4 portraits de femmes qui contribuent activement aux avancées pour la décarbonation de l’industrie

À l’occasion de la Journée internationale des femmes et des filles de science, le 11 février, nous mettons à l’honneur quatre femmes membres du PEPR SPLEEN.

Sibylle Duval‑Dachary est ingénieure chercheuse à IFP Energies nouvelles et co-pilote de l’Axe 1 du PEPR SPLEEN. Elle développe de nouveaux outils de prédiction et de pilotage en temps réel des procédés industriels, fondés sur l’analyse de données et l’Acte de Cycle de Vie.

Son objectif : réduire l’empreinte carbone des procédés industriels en agissant directement sur leur performance énergétique. Diplômée de l’École des Mines de Nancy, elle met à profit plusieurs années d’expérience dans l’évaluation environnementale des biocarburants et des technologies hydrogène.

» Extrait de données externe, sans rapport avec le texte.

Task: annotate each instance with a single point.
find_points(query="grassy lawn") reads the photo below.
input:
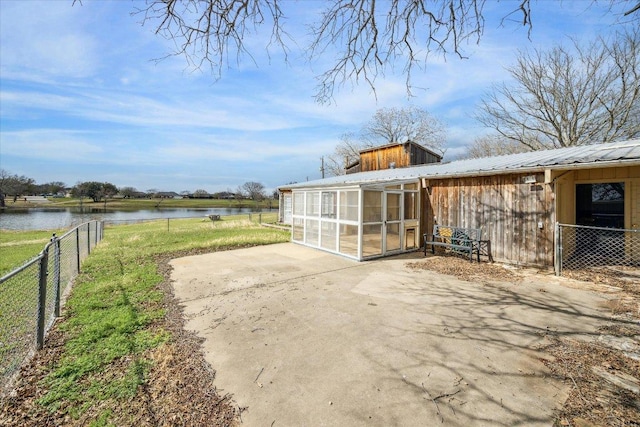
(111, 319)
(124, 204)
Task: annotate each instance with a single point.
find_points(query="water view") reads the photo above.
(55, 218)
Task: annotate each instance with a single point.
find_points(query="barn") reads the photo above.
(516, 200)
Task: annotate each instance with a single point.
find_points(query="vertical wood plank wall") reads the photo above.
(507, 210)
(381, 158)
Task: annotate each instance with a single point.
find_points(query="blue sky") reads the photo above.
(82, 99)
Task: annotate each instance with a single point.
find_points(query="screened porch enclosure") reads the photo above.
(359, 222)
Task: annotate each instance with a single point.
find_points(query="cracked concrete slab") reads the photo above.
(306, 338)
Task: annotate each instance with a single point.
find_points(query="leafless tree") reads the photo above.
(253, 190)
(492, 145)
(570, 96)
(14, 185)
(372, 37)
(388, 125)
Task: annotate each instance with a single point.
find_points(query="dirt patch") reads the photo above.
(465, 270)
(591, 369)
(178, 391)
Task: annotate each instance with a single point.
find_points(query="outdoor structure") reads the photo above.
(390, 156)
(516, 200)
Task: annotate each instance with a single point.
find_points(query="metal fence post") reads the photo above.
(78, 249)
(42, 298)
(558, 239)
(56, 274)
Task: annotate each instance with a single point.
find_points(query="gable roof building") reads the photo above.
(516, 199)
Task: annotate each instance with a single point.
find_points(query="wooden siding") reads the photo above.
(383, 157)
(507, 210)
(402, 155)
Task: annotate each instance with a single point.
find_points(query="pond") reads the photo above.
(56, 218)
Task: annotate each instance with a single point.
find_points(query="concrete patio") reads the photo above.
(306, 338)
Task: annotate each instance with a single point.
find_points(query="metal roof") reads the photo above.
(596, 155)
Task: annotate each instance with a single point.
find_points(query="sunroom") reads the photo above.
(359, 221)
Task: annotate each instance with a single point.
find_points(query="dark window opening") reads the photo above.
(600, 205)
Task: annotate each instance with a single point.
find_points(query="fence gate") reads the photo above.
(581, 247)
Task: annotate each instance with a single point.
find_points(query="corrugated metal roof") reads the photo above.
(597, 155)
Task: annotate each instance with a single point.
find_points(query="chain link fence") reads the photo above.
(31, 296)
(581, 247)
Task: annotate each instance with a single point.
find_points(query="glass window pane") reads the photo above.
(349, 205)
(298, 229)
(298, 203)
(410, 205)
(329, 204)
(371, 239)
(329, 230)
(393, 237)
(372, 209)
(349, 239)
(313, 203)
(311, 232)
(393, 207)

Silvia Lasala est maîtresse de conférences et chercheuse au Laboratoire Réactions et Génie des Procédés (LRGP) de l’Université de Lorraine. Ingénieure et docteure en énergétique du Politecnico di Milano, elle se consacre aujourd’hui à la conception d’une nouvelle génération de pompes à chaleur et de centrales électriques plus durables.

En tant que responsable scientifique du projet REHEAT (Axe 2 du PEPR SPLEEN), elle ouvre la voie à des solutions de récupération et de valorisation de la chaleur industrielle jusqu’à 200 °C, contribuant ainsi à la décarbonation du secteur.

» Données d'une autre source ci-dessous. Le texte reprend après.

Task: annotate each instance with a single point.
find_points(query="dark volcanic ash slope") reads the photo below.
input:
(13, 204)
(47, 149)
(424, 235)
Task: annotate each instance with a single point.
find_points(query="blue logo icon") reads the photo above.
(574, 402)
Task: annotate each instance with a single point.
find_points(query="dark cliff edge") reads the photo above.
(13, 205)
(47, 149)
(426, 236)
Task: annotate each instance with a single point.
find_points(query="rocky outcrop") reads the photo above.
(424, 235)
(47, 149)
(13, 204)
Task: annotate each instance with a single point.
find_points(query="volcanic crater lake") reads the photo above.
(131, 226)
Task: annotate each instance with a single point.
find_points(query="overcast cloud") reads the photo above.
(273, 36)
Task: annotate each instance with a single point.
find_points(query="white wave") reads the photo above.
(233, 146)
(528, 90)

Armelle Cessou est chercheuse au CORIA, une Unité Mixte de Recherche (UMR) rattachée à l’Institut CNRS Ingénierie du CNRS, l’université de Rouen Normandie et l’INSA Normandie. Elle pilote le projet OXY‑3C (Axe 3 du PEPR SPLEEN), dédié à la production de chaleur à haute température pour l’industrie.

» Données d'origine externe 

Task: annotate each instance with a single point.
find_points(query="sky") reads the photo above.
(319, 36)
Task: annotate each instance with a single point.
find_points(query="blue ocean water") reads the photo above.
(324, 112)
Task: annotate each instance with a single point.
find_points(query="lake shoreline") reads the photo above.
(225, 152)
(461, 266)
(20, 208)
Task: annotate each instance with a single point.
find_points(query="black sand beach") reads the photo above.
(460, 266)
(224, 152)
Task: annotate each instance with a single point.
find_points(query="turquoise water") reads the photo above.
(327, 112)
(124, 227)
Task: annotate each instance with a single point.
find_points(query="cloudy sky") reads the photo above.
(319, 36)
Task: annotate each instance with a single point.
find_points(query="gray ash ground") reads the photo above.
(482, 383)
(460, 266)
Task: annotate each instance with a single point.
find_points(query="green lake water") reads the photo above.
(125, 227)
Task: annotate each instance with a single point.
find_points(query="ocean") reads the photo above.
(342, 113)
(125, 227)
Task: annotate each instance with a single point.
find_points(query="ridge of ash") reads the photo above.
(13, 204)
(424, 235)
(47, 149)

Elle explore les technologies d’oxycombustion, flammes et combustion en boucle chimique (CLC) pour capturer directement le CO₂ à la source, en intégrant l’utilisation de biocombustibles.

Son ambition : développer des procédés sobres, efficaces et compatibles avec des émissions négatives. À travers son travail, elle fédère une communauté d’experts autour de solutions concrètes pour une industrie plus propre.

Alix Duval est doctorante en géographie et aménagement du territoire à l’Université de Pau et des Pays de l’Adour. Elle a obtenu un Master 2 en Politiques publiques, parcours Politiques urbaines et gouvernance des territoires, à l’Université Paris‑Dauphine – PSL.

Ses recherches, menées dans le cadre du projet SESAME, portent sur les recompositions territoriales liées aux trajectoires de décarbonation et sur la manière dont les acteurs locaux s’approprient les instruments d’action publique. Elle s’intéresse tout particulièrement aux tensions et controverses que peuvent susciter les projets de captage et de stockage du carbone (CCS), au cœur des débats sur la transition écologique.